I shoot the shadow cart with a 29" draw length it's axle to axle is 41" I have no problem shooting it. So with a 28" on a 40 ata I think you would be fine.


----------



## zestycj7 (Sep 24, 2010)

The new Condor is closer to 38-39" ATA, but from the outside of each cam at full draw it is 40.5 if I remember right.
My Shadowcats are 40.25 outside of cams at full draw.
Don.


----------



## Windrover (Jan 6, 2012)

The Condor VE is indeed about 40} but is it not a shoot through cable system? I can't see hunting with that. 
A used Shadowcat or Sceptre might be a better choice.
I keep looking at the Hoyt Freestyle. If I could just get it with PSE DC cams. Hmmmm.


----------



## T2SHOOTER (Feb 26, 2014)

Windrover, I get the Tribute tomorrow. I thought about the Freestyle, but decided to go with the Tribute. Let you know how it goes.


----------



## Lanny (May 4, 2005)

The Condor (not the VE): http://www.martinarchery.com/bows/condor/ vs. the Tribute: http://www.hoyt.com/compounds/tribute. From what I know they are both priced about the same, maybe $850 for the Hoyt. I've never had a Martin and have heard some "internet chatter" about the dependability of some of their product lines (leaning cams rubbing against bow limbs, hard to tune, etc.). Not sure what to believe. Both companies have been around for a good while and that would seem to speak to their quality.


----------



## cc122368 (May 30, 2010)

I have my Tribute new never shot 26''-29.5 draw in the classifieds for $675 OBO


----------



## Athens_Tabman (Apr 18, 2011)

I am the largest Martin dealer in MT and have very little issues with the bows I have sold over the past few years. They are very easy to tune and to set up.


----------



## T2SHOOTER (Feb 26, 2014)

Speaking of easy to tune and set up; wow, the 50# Tribute is a dream. Slapped a Timberdoodle II and solid nock 1/2" up; moved the rest 1/2 arrow out from center and proceeded to hit the spot at 20 yards. Today went to range to check longer gaps. Not much different than the Supra. The 60 yard is a little higher, but everything below fell right into place. Sweet bow to shoot, and hard to get off center--good anchor. down arrow and right in line with spot. Wow. fun to shoot.


----------



## grantmac (May 31, 2007)

I'd be reaching for that Condor or a used Shadowcat.

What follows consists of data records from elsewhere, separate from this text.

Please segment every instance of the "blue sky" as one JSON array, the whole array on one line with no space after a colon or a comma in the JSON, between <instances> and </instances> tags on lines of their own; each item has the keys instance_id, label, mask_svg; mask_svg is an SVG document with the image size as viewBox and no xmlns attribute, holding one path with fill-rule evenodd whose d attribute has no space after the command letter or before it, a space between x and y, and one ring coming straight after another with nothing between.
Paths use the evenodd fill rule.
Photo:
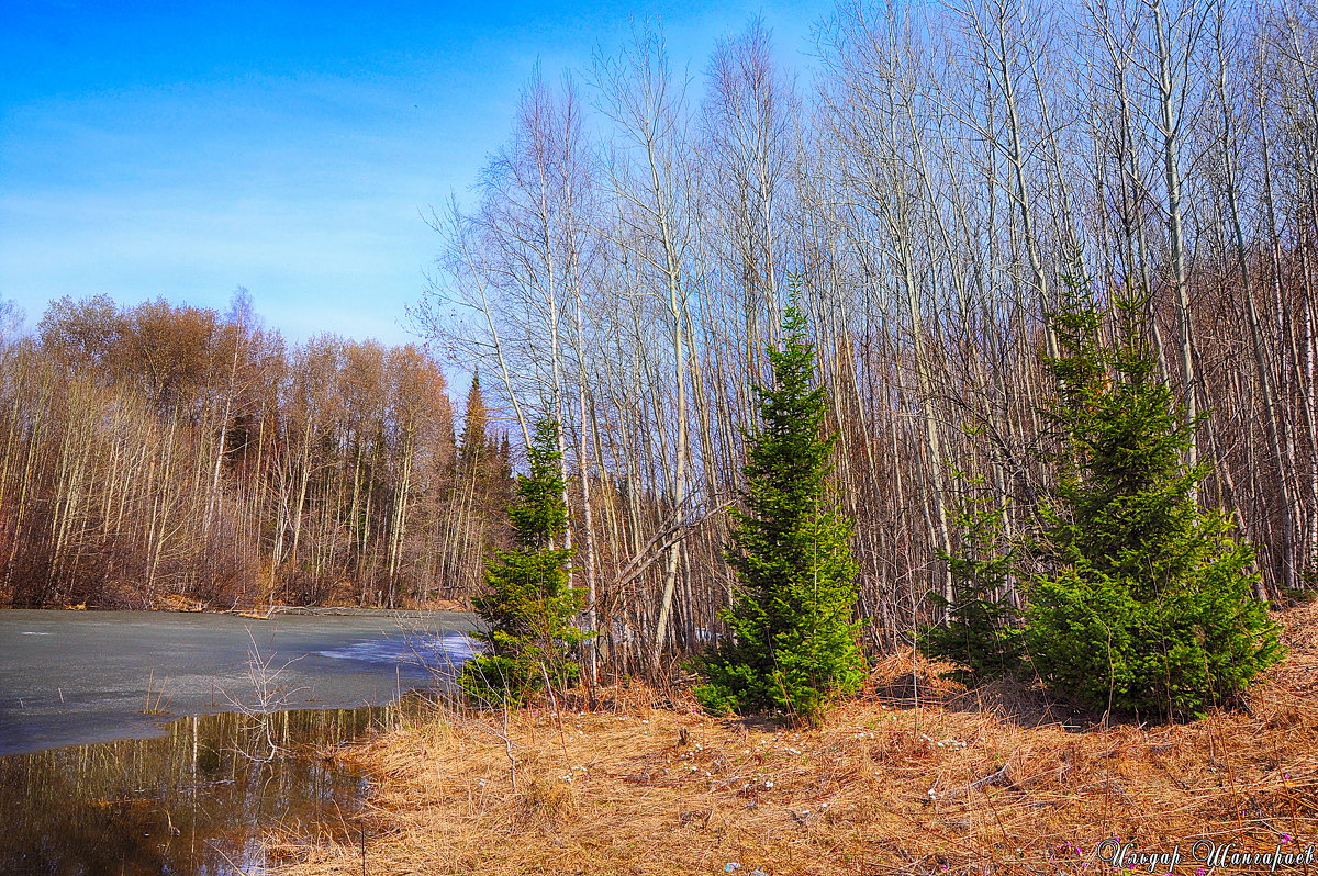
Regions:
<instances>
[{"instance_id":1,"label":"blue sky","mask_svg":"<svg viewBox=\"0 0 1318 876\"><path fill-rule=\"evenodd\" d=\"M822 0L563 3L0 1L0 296L29 327L105 292L270 328L413 339L439 241L522 84L581 70L658 17L699 87L714 42L763 17L804 67Z\"/></svg>"}]
</instances>

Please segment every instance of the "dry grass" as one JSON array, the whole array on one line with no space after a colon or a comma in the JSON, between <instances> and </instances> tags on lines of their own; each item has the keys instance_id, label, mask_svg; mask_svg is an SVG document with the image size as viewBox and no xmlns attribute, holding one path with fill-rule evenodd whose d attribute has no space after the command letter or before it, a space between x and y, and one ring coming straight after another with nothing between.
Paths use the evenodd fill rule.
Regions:
<instances>
[{"instance_id":1,"label":"dry grass","mask_svg":"<svg viewBox=\"0 0 1318 876\"><path fill-rule=\"evenodd\" d=\"M561 725L515 715L514 789L497 721L436 714L348 755L377 781L366 872L1078 873L1108 869L1093 854L1108 836L1302 848L1318 842L1318 609L1281 619L1292 655L1247 710L1191 725L1085 728L1035 692L958 693L894 657L815 731L642 689ZM290 873L362 872L356 847L303 855Z\"/></svg>"}]
</instances>

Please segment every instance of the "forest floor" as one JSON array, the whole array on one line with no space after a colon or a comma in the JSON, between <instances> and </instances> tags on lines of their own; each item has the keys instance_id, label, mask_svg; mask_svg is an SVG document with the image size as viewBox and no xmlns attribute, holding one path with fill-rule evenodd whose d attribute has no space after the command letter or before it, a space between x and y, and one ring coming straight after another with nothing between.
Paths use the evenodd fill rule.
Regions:
<instances>
[{"instance_id":1,"label":"forest floor","mask_svg":"<svg viewBox=\"0 0 1318 876\"><path fill-rule=\"evenodd\" d=\"M1268 872L1230 855L1276 850L1318 872L1318 606L1277 619L1286 661L1185 725L1094 726L911 657L811 731L639 688L506 726L436 711L336 755L373 777L364 846L275 844L297 876L1102 873L1104 839L1137 872Z\"/></svg>"}]
</instances>

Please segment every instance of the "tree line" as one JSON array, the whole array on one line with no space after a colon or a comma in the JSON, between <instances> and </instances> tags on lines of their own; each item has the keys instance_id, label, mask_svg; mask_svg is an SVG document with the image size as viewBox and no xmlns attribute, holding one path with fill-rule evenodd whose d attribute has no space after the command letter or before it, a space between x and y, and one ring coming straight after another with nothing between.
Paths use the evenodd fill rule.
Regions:
<instances>
[{"instance_id":1,"label":"tree line","mask_svg":"<svg viewBox=\"0 0 1318 876\"><path fill-rule=\"evenodd\" d=\"M1156 379L1213 462L1193 499L1259 548L1318 545L1318 18L1224 0L844 0L807 76L758 22L692 82L662 34L535 72L418 324L529 443L555 411L593 647L655 672L728 630L753 386L789 283L828 389L866 645L953 595L977 479L1008 537L1058 462L1048 316L1140 303ZM977 487L978 493L979 487Z\"/></svg>"},{"instance_id":2,"label":"tree line","mask_svg":"<svg viewBox=\"0 0 1318 876\"><path fill-rule=\"evenodd\" d=\"M455 435L414 345L287 345L225 314L53 302L0 353L11 605L406 606L469 594L506 539L480 382Z\"/></svg>"}]
</instances>

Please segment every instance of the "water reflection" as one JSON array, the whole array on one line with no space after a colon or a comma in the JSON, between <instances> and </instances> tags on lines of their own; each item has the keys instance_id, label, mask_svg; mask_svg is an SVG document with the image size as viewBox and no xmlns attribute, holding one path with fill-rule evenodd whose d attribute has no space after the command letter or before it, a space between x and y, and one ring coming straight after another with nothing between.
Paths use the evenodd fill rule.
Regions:
<instances>
[{"instance_id":1,"label":"water reflection","mask_svg":"<svg viewBox=\"0 0 1318 876\"><path fill-rule=\"evenodd\" d=\"M270 833L347 839L364 779L328 747L415 707L202 715L165 738L0 757L0 872L253 873L277 863Z\"/></svg>"}]
</instances>

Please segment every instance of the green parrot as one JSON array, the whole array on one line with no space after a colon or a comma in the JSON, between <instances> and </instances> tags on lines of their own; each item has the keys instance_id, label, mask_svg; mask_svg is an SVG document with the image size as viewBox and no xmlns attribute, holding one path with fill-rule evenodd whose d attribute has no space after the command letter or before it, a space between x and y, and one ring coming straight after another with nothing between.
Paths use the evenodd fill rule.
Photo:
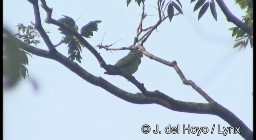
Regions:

If you want the Tribute then just get a Protec XT3000 with wheels. Very similar bow for maybe half the money.

-Grant


----------



## T2SHOOTER (Feb 26, 2014)

It's working so why complain or look elsewhere. Money isn't everything and convenience is golden. And similar sometimes doesn't cut it. Loving my bow, so live with it. Smile.


----------